What about our thinking? What happens there when we squint? What issues did you once take a hard line stance about in the past, that now you just aren’t so passionate about? Maybe it was a political opinion or a religious belief. Maybe it was a critical judgment about another person. Can you see any change in your thoughts toward that subject? Has time softened the line or new thinking changed your beliefs?
Or maybe you haven’t thought about something that you were once really passionate about for so long that neglect has caused the color to fade. The life that was once there now has barely a pulse. Maybe it’s just daily life choices or circumstances that have slowly taken you in a direction that you didn’t originally intend to go. You may not have even realized yet that you’ve gotten off track. Maybe your dreams were stolen or you just let go of them somewhere along the way.
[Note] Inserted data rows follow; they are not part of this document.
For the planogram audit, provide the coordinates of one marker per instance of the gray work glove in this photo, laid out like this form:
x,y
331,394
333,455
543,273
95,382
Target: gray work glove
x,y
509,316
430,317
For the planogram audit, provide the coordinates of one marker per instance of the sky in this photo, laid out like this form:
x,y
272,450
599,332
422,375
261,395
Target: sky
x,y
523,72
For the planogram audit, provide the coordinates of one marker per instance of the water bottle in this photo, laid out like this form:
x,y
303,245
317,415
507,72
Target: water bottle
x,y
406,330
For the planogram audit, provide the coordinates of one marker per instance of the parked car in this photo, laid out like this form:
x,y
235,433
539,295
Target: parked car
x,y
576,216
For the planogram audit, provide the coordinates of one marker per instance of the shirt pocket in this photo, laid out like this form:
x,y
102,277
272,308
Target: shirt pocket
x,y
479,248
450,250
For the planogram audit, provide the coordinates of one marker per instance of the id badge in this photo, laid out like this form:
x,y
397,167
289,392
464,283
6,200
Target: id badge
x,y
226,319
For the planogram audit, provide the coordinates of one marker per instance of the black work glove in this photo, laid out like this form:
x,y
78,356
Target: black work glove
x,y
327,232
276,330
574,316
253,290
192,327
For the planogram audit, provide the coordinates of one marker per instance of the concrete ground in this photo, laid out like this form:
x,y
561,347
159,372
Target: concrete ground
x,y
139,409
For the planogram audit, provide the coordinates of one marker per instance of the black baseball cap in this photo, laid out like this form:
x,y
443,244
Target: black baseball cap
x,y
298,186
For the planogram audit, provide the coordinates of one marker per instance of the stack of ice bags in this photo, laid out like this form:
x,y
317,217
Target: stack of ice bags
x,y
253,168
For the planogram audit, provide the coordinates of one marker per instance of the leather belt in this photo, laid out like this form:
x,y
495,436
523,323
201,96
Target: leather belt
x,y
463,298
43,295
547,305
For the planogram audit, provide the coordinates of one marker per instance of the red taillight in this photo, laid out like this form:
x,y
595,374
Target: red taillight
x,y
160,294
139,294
What I’m talking about here is the “gray” areas. Those places where black and white meet and the colors meld as one. The vibrancy of the original colors is lost in the gray area. The clear sharp lines between the black and the white can no longer be seen. Maybe you can still see some of the black or white on the outside edges, but what happened to the beauty in the contrast? This can be applied to so many things, but what does it mean for you? Is there a place where gray is beautiful, where blurred is better, where squinting should be applied?
If we’re talking about color, each can be beautiful when used and applied in the right way. Each can and should be allowed to stand on its own, regardless of anyone else’s taste.
If we’re talking about opinion or beliefs, it gets more complicated. Was our original belief or opinion founded on fact and truth or someone else’s interpretation of the subject? Did our beliefs and opinions change or soften due to gaining more knowledge of the subject or did deceptive thinking sneak in and steal what we were once passionate about? Or did the passion die due to neglect? Did you stop caring for and nurturing that thing that you were once passionate about? Should it have been allowed to die?
For you, is it those little daily life choices or circumstances that have slowly taken you off the course that you originally intended to travel? Did circumstance or a choice steal away or kill your dream?
I know I’ve asked a lot of questions here. These are things that I’m thinking about in my own life. I can see where I have allowed some things I was once passionate about to almost die due to neglect. Dreams have been let go of. I can see how some of my beliefs and opinions have changed or evolved and I am evaluating the basis for that. I can easily see how daily life circumstances and choices over the years have taken me in a different direction. I’m not saying I have all of these questions settled in my heart, but I will say that I am acutely aware of the need to keep these questions in front of me until they are settled. I’m just being honest here. I know that I live in a constant state of being a choice away from doing the right thing for myself and doing the wrong thing for myself. I am very much aware of my “humanness”, the good, the bad and the ugly.
Once again, my purpose in this blog is to make this journey with you. It’s intended to be a safe place that opens the door for conversation, not debate, for healing, not hurting. Is there anyone out there who cares to share what fits in the “gray” area for you, what looks better when you squint, (besides cellulite) or what looks better in vibrant color, what you’ve let die that you shouldn’t have, what you’ve lost passion about? Anyone???